September 23, 2005|by DANIEL J. SERNOVITZ


As a young child growing up in Hagerstown, Kelly Wright remembers learning to swim at the Memorial Recreation Center, watching movies at the Boys & Girls Club of Washington County, and learning martial arts at the Hagerstown YMCA.

During those formative years, Wright said he also learned the importance of giving back to the community through the actions of all those who offered him guidance, support and encouragement.

"It taught me you've got to have a sense of something greater than yourself. You have to say, 'I can help someone, because someone else helped me,'" said Wright, a Hagerstown resident and reporter for Fox News Channel.
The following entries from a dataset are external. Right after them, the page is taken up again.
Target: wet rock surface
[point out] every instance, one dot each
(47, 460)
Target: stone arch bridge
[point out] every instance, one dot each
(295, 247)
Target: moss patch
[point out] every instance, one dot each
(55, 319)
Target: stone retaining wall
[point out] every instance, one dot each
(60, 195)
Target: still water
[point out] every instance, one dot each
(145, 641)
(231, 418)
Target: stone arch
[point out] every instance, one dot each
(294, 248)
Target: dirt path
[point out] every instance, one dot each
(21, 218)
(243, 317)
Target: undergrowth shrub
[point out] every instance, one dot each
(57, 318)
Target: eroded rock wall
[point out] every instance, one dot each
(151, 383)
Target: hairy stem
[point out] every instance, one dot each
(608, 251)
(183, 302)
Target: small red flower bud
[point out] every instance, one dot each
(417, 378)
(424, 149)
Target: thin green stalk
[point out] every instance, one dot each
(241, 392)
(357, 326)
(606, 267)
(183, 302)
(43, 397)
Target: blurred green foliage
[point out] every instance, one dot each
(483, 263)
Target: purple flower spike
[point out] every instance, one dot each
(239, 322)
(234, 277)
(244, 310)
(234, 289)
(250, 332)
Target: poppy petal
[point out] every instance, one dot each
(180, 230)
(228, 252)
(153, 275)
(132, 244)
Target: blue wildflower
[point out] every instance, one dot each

"Certainly, what I am on the world stage has every bit to do with what I was on the small stage growing up in Hagerstown."

Stepping away from the broadcast cameras, Wright delivered the keynote address at the Robinwood Conference Center Thursday night for a reception honoring United Way of Washington County donors. Wright urged the crowd of about 50 to serve as community leaders, not just with their checkbooks but through their actions.

"I wouldn't be where I am today if not for some of the leaders here in Hagerstown who really saw something in me," Wright told the crowd. "Leadership is influential, the chance to influence others to pursue their purpose and their vision."

The United Way honored three donors during the reception for contributing at least $10,000: Howard Kaylor, the late Ralph Sharrett and John Waltersdorf. Also recognized for serving as corporate leaders in employee leadership giving were Volvo Powertrain and local unions 171 and 1247 of the United Autoworkers, for serving as corporate leaders in employee fundraising for the United Way.

The Leadership Giving Circle Reception, planned to be the first in an annual tribute to donors, coincides with the United Way's 2005 fundraising campaign. Dale Bannon, executive director of the United Way of Washington County, said the organization hopes to raise $1.7 million this year to support its 21 member organizations. Bannon said the United Way set $1.6 million as its fundraising goal last year, and through contributions the organization surpassed that figure by $600,000.

"They rely on those dollars to feed seniors, Meals on Wheels, to make sure that there's a safe place for kids after school," Bannon said. "Washington County residents, citizens and businesses have a spirit of giving like none other, and we're confident that we will meet our needs."